Leserbrief

Archäologie in Heuchlingen: eine nette, unwichtige Spielerei?

Leserbrief zum Vorwurf, die archäologischen Grabungen in Heuchlingen hätte die Erweiterung von Gardena verhindert:

Husqvarna wird die geplante Erweiterung von Gardena in Heuchlingen nicht umsetzen und jetzt ist auch der Schuldige mit messerscharfem Verstand ermittelt: Die Archäologie, die war es, die dem Fortschritt auf der Alb das Genick gebrochen hat. Diese nette, unwichtige Spielerei von ein paar überspannten Intellektuellen hat sich frech den Gesetzmäßigkeiten der Wirtschaft entgegengestellt und diese dann zu Fall gebracht.
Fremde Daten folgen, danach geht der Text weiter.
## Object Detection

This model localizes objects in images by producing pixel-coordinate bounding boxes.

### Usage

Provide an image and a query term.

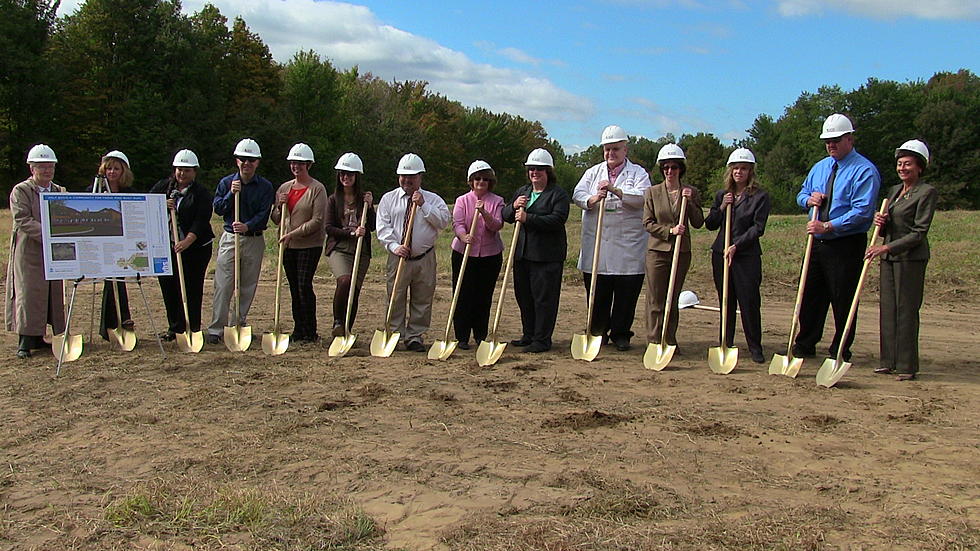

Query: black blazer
[704,189,772,256]
[502,184,572,262]
[150,178,214,248]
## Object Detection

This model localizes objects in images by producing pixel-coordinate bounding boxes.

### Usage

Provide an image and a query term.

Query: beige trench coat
[4,180,65,336]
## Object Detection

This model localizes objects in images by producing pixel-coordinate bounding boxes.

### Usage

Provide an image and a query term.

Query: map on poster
[41,193,173,280]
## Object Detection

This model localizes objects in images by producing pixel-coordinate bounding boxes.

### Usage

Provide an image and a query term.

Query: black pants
[452,250,503,343]
[99,281,131,340]
[282,247,323,339]
[711,252,762,355]
[158,243,211,333]
[796,233,868,357]
[582,272,644,341]
[514,260,565,348]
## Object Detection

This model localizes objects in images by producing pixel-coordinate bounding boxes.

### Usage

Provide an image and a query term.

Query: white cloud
[776,0,980,19]
[59,0,594,120]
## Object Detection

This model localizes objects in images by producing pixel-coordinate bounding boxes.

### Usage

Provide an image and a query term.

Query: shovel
[51,276,85,369]
[262,206,289,356]
[769,206,818,378]
[225,192,252,352]
[572,197,606,362]
[368,202,417,358]
[170,208,204,354]
[817,198,888,388]
[327,203,372,358]
[643,195,687,371]
[708,203,738,375]
[429,209,480,360]
[476,218,521,367]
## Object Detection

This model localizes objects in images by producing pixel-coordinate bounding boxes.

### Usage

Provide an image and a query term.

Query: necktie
[820,163,839,222]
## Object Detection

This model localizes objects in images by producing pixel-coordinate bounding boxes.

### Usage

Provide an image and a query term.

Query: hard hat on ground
[334,153,364,174]
[466,160,493,180]
[599,124,629,145]
[895,140,929,165]
[657,143,687,163]
[174,149,201,168]
[235,138,262,159]
[820,113,854,140]
[286,142,314,163]
[102,149,132,168]
[728,147,755,164]
[27,143,58,163]
[397,153,425,174]
[524,147,555,168]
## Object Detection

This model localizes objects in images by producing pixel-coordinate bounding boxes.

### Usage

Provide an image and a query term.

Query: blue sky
[60,0,980,152]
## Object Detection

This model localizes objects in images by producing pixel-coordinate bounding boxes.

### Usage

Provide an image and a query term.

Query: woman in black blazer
[704,148,771,363]
[502,149,571,352]
[150,149,214,341]
[865,140,939,381]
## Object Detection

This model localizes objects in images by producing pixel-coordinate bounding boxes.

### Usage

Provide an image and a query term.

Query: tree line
[0,0,980,212]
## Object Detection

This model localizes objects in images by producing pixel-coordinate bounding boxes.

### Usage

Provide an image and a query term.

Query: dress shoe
[524,342,551,354]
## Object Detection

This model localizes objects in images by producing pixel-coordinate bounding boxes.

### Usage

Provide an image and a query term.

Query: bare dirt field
[0,266,980,550]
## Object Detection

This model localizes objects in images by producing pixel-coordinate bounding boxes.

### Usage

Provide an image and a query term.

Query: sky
[60,0,980,153]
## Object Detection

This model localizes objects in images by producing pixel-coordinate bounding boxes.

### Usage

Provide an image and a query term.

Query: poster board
[41,193,173,280]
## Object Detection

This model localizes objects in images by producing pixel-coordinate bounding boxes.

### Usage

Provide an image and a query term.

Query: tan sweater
[272,180,327,249]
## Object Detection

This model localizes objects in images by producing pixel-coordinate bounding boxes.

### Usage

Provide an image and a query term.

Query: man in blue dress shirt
[793,113,881,361]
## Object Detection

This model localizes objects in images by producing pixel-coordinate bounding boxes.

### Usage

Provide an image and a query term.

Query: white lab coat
[572,159,650,275]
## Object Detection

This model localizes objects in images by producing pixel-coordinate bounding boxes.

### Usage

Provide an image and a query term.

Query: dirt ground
[0,276,980,550]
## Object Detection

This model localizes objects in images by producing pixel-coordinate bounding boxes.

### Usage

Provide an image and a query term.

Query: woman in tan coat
[643,144,704,346]
[272,143,327,342]
[4,144,65,359]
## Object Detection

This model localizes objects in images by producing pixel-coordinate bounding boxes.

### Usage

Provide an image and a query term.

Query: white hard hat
[334,153,366,174]
[820,113,854,140]
[102,149,132,168]
[466,160,493,180]
[895,140,929,164]
[524,147,555,168]
[235,138,262,159]
[657,143,687,163]
[27,143,58,163]
[728,147,755,164]
[286,143,313,163]
[599,124,630,145]
[677,291,701,310]
[398,153,425,174]
[174,149,201,168]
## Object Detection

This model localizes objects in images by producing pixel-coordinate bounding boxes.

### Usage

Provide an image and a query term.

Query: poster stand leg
[54,276,85,377]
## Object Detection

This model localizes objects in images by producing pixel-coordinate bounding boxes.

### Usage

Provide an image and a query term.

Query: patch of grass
[104,480,383,551]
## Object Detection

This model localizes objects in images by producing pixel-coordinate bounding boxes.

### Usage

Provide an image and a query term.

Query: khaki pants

Nur weil ein paar Ewiggestrige zwanghaft an der Vergangenheit hängen und gerne im heimischen Boden buddeln, wird es nichts mit den Arbeitsplätze auf eben diesem heimischen Boden. Nicht die globalisierte Welt, nicht die gar nicht mehr ganz so fernen Kriege und auch nicht die neoliberalen Gesetze des real existierenden Kapitalismus sind am industriellen Niedergang schuld. Es ist einzig die Archäologie und die weltfremden Politiker, die diesen Quatsch auch noch unterstützen. Da war man bei Archäopark in Stetten weiter und hat den Laden dicht gemacht. Man lässt sich doch nicht von einem ausgestorbenen Mammut die Zukunft ruinieren.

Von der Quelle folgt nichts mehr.